4. Upon application of the above rulings to the above cases before this court, and it appearing that the evidence was sufficient to authorize the verdicts rendered, we must hold that the trial court did not err in overruling the motions for new trial in said cases.
I must dissent from Divisions 1 and 3 of the majority opinion as well as the affirmance of the judgments.
1. In Lyle v. Prade, 20 Ga. App. 374, 377 (93 SE 20) it was recognized that an instruction authorizing a jury to take into consideration who the witnesses are in passing upon their credibility was probably error but not reversible error in that case (a civil case with witnesses presented by both parties). In the present case (a criminal case where the sole witness testifying under oath is a police officer) the court erred in instructing the jury to consider the "position he occupies" in determining his credibility. Walton v. Hancock, 14 Ga. App. 754 (52 SE 309).

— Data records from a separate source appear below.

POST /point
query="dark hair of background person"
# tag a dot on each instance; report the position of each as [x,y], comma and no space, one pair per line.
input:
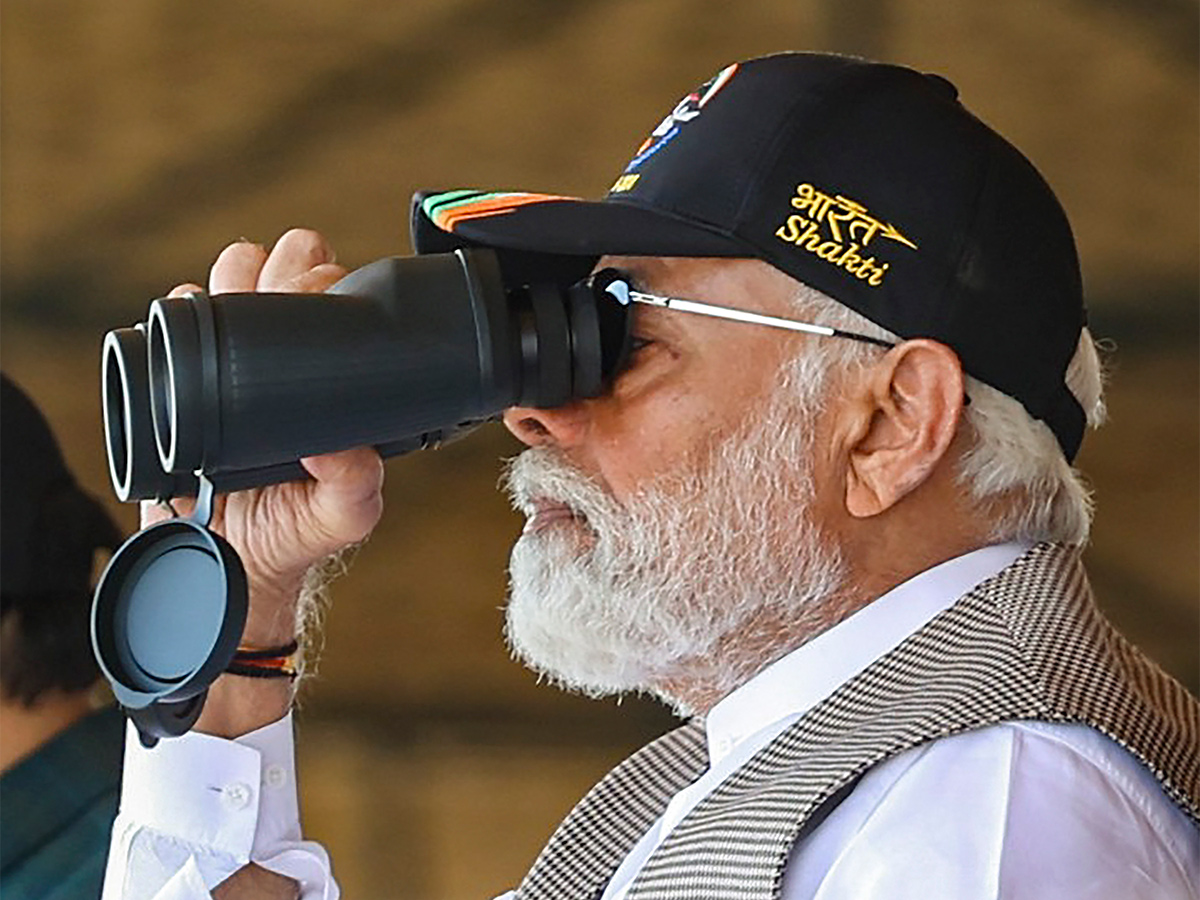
[52,531]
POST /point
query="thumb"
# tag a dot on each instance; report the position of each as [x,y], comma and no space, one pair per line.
[346,497]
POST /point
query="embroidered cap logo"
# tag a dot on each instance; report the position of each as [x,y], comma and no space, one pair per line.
[684,112]
[838,229]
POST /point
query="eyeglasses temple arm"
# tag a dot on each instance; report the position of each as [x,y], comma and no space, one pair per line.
[725,312]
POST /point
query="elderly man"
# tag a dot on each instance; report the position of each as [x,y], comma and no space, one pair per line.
[850,557]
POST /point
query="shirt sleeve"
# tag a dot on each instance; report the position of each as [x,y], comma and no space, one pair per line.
[197,808]
[1030,811]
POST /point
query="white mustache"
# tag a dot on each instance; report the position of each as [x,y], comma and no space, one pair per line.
[540,475]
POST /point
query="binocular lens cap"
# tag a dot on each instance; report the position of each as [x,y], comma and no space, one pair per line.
[168,613]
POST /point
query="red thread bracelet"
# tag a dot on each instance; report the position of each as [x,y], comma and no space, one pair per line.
[270,663]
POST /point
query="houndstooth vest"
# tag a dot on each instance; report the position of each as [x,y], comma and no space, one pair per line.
[1027,643]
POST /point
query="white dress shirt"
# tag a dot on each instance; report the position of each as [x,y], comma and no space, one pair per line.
[1023,810]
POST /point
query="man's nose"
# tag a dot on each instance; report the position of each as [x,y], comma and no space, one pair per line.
[561,426]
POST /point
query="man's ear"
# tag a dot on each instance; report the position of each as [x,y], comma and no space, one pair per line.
[900,423]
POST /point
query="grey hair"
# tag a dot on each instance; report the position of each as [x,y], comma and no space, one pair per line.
[1013,469]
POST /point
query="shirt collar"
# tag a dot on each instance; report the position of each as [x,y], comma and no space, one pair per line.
[799,681]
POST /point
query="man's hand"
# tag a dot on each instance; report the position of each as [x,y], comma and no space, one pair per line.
[280,532]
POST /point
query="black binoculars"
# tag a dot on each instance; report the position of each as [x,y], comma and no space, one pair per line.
[215,394]
[400,354]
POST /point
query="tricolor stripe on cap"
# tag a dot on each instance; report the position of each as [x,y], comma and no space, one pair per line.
[454,207]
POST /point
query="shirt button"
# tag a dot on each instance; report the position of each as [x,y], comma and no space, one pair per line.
[238,796]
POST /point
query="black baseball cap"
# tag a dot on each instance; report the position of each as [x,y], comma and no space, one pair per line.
[870,183]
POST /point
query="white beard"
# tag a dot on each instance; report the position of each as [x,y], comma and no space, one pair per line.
[718,556]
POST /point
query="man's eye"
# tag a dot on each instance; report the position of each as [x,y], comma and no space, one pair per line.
[639,343]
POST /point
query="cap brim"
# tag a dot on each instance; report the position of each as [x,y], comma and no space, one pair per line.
[562,226]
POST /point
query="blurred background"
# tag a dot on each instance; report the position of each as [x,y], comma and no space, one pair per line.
[138,138]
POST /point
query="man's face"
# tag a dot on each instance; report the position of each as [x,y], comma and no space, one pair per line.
[670,520]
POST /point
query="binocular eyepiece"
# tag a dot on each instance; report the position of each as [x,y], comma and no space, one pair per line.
[400,354]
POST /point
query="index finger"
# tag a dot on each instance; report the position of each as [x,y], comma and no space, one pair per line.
[237,269]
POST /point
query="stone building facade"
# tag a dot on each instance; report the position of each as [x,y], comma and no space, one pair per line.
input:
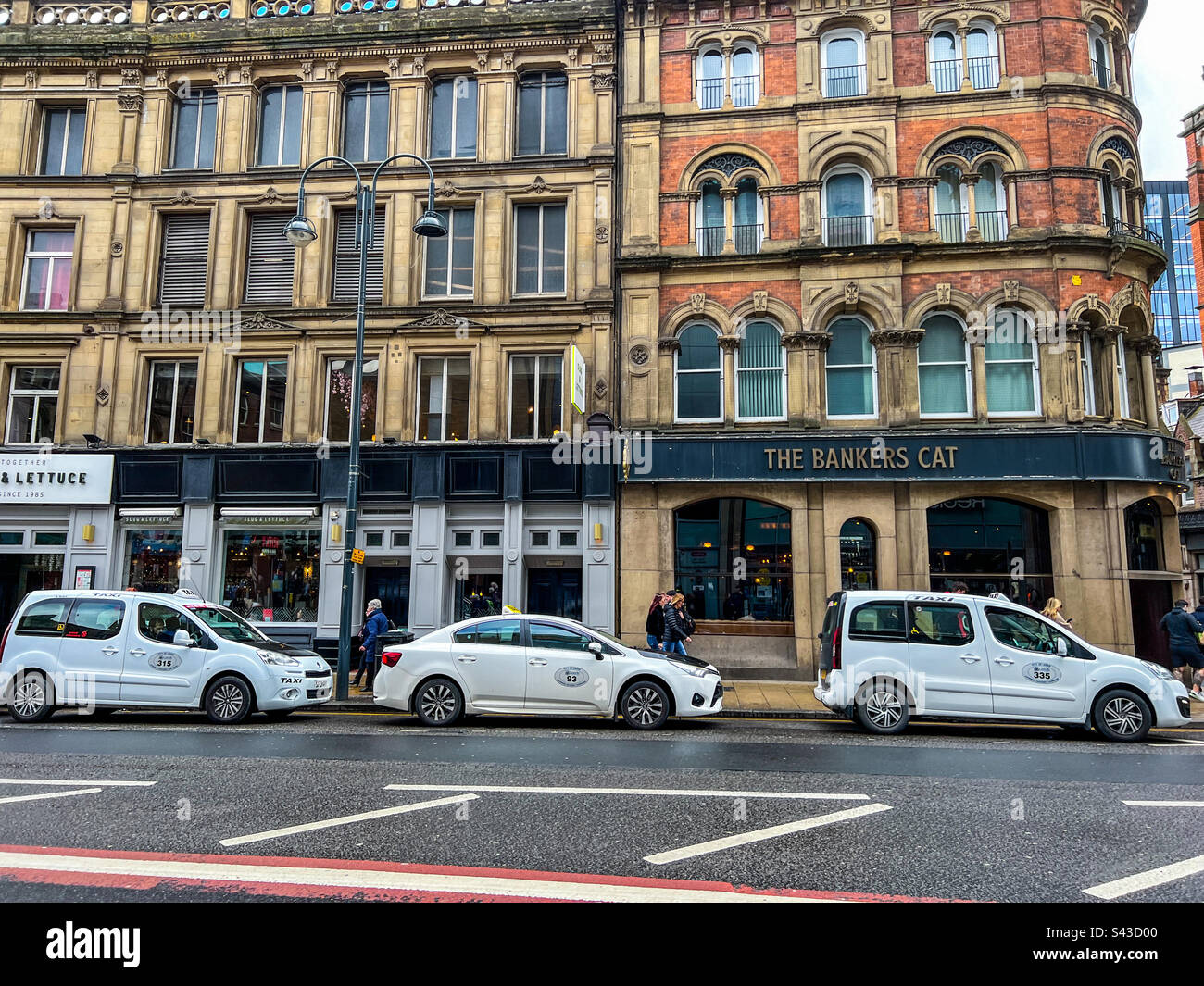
[153,317]
[884,316]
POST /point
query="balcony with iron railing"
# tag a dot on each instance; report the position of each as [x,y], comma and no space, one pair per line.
[847,231]
[843,81]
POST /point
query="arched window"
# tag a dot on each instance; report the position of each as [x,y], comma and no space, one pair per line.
[991,545]
[944,361]
[746,227]
[847,216]
[851,371]
[946,60]
[859,555]
[698,373]
[734,560]
[983,56]
[1143,536]
[711,223]
[759,381]
[843,64]
[1100,55]
[1012,385]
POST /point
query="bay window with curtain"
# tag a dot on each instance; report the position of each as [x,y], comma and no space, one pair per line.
[759,375]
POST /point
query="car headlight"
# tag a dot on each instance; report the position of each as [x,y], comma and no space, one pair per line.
[281,660]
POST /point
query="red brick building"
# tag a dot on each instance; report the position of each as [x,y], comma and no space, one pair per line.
[884,313]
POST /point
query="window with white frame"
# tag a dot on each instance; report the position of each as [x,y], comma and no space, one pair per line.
[32,404]
[442,399]
[366,120]
[171,402]
[543,113]
[698,376]
[540,249]
[944,363]
[851,369]
[449,259]
[1012,383]
[340,413]
[536,396]
[63,131]
[47,275]
[263,387]
[843,64]
[280,125]
[195,129]
[454,117]
[759,375]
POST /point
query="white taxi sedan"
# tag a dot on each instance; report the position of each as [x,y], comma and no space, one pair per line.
[541,666]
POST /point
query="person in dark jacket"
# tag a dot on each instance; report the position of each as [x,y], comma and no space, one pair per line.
[1185,643]
[373,626]
[677,633]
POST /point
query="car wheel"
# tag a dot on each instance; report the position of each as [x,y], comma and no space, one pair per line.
[882,706]
[228,701]
[31,700]
[438,702]
[646,705]
[1122,717]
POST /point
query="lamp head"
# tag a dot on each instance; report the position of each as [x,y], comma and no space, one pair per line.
[430,225]
[300,231]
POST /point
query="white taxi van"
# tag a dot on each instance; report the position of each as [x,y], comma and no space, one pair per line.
[101,652]
[886,657]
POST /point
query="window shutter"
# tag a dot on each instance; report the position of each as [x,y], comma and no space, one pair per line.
[347,259]
[184,260]
[270,259]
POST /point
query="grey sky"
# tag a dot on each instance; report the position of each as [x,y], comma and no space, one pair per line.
[1168,58]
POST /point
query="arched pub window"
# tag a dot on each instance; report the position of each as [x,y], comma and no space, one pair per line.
[734,560]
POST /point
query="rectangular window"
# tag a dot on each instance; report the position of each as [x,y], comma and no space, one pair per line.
[442,399]
[347,259]
[194,135]
[454,117]
[47,269]
[171,406]
[543,113]
[338,400]
[63,140]
[536,396]
[280,125]
[540,249]
[449,259]
[184,260]
[260,400]
[366,121]
[272,577]
[32,404]
[270,259]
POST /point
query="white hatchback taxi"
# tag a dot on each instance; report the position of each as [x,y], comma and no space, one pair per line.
[109,650]
[541,666]
[889,656]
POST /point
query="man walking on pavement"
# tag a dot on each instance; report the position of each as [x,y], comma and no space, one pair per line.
[1185,643]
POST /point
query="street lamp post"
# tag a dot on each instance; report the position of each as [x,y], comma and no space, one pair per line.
[301,232]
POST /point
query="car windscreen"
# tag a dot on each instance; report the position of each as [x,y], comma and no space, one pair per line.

2. The assignment of error dealt with in Division 3 of the majority opinion does not complain of prejudicial remarks made during the trial of the case, but of an excerpt of the court's instructions to the jury and the procedure followed by the trial court. The charge complained of was as follows: "So, Gentlemen, whatever your verdict may be, let it be stated in open court by your foreman after you have reached a verdict, because there are certain entries which cannot be removed from the indictment, and I am of the opinion it would be improper and maybe reversible error by the Appellate Court if I allowed you to see the indictment with these several entries thereon. So I ask you Gentlemen to come out and let your foreman state your verdict when you have reached a verdict." Since, under the law, only the defendant in a criminal case has the right of appeal, it must be presumed that the court and the jury were fully conscious of this fact, and therefore, this charge complained of necessarily inferred that the court was of the opinion that the defendant was guilty, that the jury was going to convict, and that if he permitted the jury to see these writings on the indictment the verdict of guilty might be overturned.
While it is not necessary that the verdict be written and signed by the foreman in order to be valid (Sullivan v. State, 29 Ga. App. 377, 115 SE 290) the charge here complained of and the procedure followed by the trial court which prohibited the jury from having the indictment out in the jury room with them while considering the case and implied that entries intending to show the defendant's guilt were written thereon was reversible error.
I am authorized to state that Felton, C. J., and Deen, J., concur in this dissent, and that Frankum, J., concurs in the second division thereof.